俺みたいに、まだ様子見をしてる人だっているかも知れないのだから。

というか、大半はそうなのだろう。


「教授なら、なんて言うかな」

「自分がこれまでやってきた研究を、地道に進めるのが一番、って言うでしょうね」


それは、俺の場合で言えば、動力機関を使った馬なし馬車を作れ、ということか。

無理だって。

そんな地味な発表をした程度で、宮廷魔術師になれるわけがない。


この戦いは、自分のベストを出せればそれでいい、などと甘いことを言っていても、乗り切れない。

全世界、全時代における一番を目指すのではなく、限られた範囲内で一番を取ればいいのだ。

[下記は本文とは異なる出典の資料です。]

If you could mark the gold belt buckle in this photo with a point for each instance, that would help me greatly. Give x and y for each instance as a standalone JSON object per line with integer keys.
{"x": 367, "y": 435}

それはつまり、いかにして相手を出し抜き、蹴落とすか、という競争でもある。


「とりあえず、発表内容が明らかになっている三人に見劣りする物を作っているようじゃ、ダメだ……」


見た目が一番派手なのは、ウェンヒルの火の玉か。

それを上回る派手さが欲しい。


しかし、同じ攻撃呪文で正面から争っても、俺に勝ち目はないだろう。

攻撃呪文ではないもので、派手さを出すには、何をしたらいい?


「単純に考えるなら、光ったり、音が出たり……何か動きがあったりするのもいいな」

「子ども騙しね」

「それでいいんだ。インパクトがあれば審査員の印象に残る。機能なんて、派手さを正当化するための屁理屈でしかないんだ」

「それだったら、いいのを知ってるわよ。しかもクズマにぴったりの魔術が」


カレッタが言う。


「俺にぴったり?」

「ほら、何年か前に作ってたでしょ。果物を一瞬でジュースにする機械」

「いや、作ったけど……それが?」


あの酷評の嵐は忘れるものか。

悔しかったから、今でも使い続けてるんだぞ。

意地でも俺はあの機械を誉めたたえるのだ。


「あれを改良して、あちこちがキラキラ光ったり、いっそ全体を人形みたいにして踊らせちゃうとか、どう?」

「ええ……、それはちょっと」

「でも? 派手でしょ?」


確かに音とか凄いけどさ。


「ありえないだろ。そんなんで宮廷魔術師になれるわけがない」

「でしょう?」


カレッタも、わかった上でわざと言ったようだった。

そうだよな。

いくら派手でも、機能がしょぼくちゃダメだよなぁ……。